Yeah, I didn't fully appreciate Vertigo when I first saw it as a teenager. Now as an adult, I am blown away. From the direction, to the cinematography, it is really a great film.

I thought more highly of Citizen Kane after listening to Ebert's commentary. Holy fuck that's some great commentary. When I saw it without the commentary, I thought it was a good movie, but seemed overpraised. I still think it is one of those "everyone thinks its great so it must be", but I can definitely see why people like it.


Connie Neil - Aug 02, 2012 6:15:05 am PDT #22086 of 30000
brillig

What I remember most about Citizen Kane was the big deal my film teacher made about the scenes where you can see the ceilings of the rooms. Putting ceilings on sets was a big deal back then.


megan walker - Aug 02, 2012 5:49:36 pm PDT #22087 of 30000
"What kind of magical sunshine and lollipop world do you live in? Because you need to be medicated."-SFist

Interesting blog post on the list.


JZ - Aug 03, 2012 8:20:05 am PDT #22088 of 30000
See?
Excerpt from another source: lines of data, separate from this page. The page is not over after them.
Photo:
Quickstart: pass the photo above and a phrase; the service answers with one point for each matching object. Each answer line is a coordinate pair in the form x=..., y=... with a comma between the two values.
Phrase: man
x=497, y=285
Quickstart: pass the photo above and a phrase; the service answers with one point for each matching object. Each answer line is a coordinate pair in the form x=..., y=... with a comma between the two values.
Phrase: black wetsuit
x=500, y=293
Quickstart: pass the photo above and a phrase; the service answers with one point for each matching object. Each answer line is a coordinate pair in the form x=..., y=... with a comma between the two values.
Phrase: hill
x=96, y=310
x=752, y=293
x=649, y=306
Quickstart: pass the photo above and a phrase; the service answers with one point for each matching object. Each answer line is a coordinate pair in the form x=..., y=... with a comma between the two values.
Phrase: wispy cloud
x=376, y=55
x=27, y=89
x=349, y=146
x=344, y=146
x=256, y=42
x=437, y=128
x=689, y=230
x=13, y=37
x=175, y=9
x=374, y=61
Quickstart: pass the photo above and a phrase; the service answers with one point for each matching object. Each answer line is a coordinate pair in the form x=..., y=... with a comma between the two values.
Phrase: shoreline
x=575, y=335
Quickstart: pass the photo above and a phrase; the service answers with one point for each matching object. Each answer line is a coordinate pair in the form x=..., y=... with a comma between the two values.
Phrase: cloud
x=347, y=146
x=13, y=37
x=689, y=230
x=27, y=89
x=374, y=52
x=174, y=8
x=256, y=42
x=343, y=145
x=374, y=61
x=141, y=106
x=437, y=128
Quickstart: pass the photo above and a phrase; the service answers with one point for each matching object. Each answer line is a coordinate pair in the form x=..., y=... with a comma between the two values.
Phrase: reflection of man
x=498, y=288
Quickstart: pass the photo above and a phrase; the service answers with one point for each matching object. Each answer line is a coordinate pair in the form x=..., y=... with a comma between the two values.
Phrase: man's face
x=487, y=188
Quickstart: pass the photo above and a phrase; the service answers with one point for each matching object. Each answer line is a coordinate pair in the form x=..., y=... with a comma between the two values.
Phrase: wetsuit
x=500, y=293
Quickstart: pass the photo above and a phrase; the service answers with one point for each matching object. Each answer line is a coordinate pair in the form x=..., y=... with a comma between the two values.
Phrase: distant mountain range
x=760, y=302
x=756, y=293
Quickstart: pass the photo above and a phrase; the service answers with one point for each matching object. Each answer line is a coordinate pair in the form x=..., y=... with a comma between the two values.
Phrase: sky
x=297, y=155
I gave everybody here an opportunity to tell me what a bad person I am and nobody did, because I fuckin' rule.

It's a long-established fact that Frankenbuddha and I share a brain WRT Kane and Touch of Evil, so I'll mostly point up to what he said and say, "What he said."

But also, what Jessica said. I still, every time, approach Kane like it's a spinach movie, because it's just so crusted over with cultural expectations of Serious and Important and Vital For Your Cinematic Education... and then it swoops in and leaves me breathless. It's like some boy everyone you know has been nagging you to meet because he's handsome and employed and dresses well and is nice to his mother, and by the time you actually meet him you've mostly written him off because no actual person can be that unfailingly great; he's got to be either terminally boring or a serial killer. But then when you do meet him, he's neither; he's just actually seriously that much of a catch, and more. If anything, all the people who practically turned you off from him forever underplayed the totality of his multilayered awesomeness.

Except, sadly, that boy never really exists as a boy. Fortunately, he does as a movie, and that movie is Citizen Kane. It's a catch, a keeper, the one you bring home to meet the parents and then grow old with.

But Touch of Evil is still the movie that throws pennies at your window at two in the morning, and you sneak down the trellis and duck down an alleyway so it can do dirty, dirty things to you, and you're almost ashamed of how good it feels.


Frankenbuddha - Aug 03, 2012 8:36:28 am PDT #22089 of 30000
"We are the Goon Squad and we're coming to town...Beep! Beep!" - David Bowie, "Fashion"

I less-than-three JZ's spicy brains.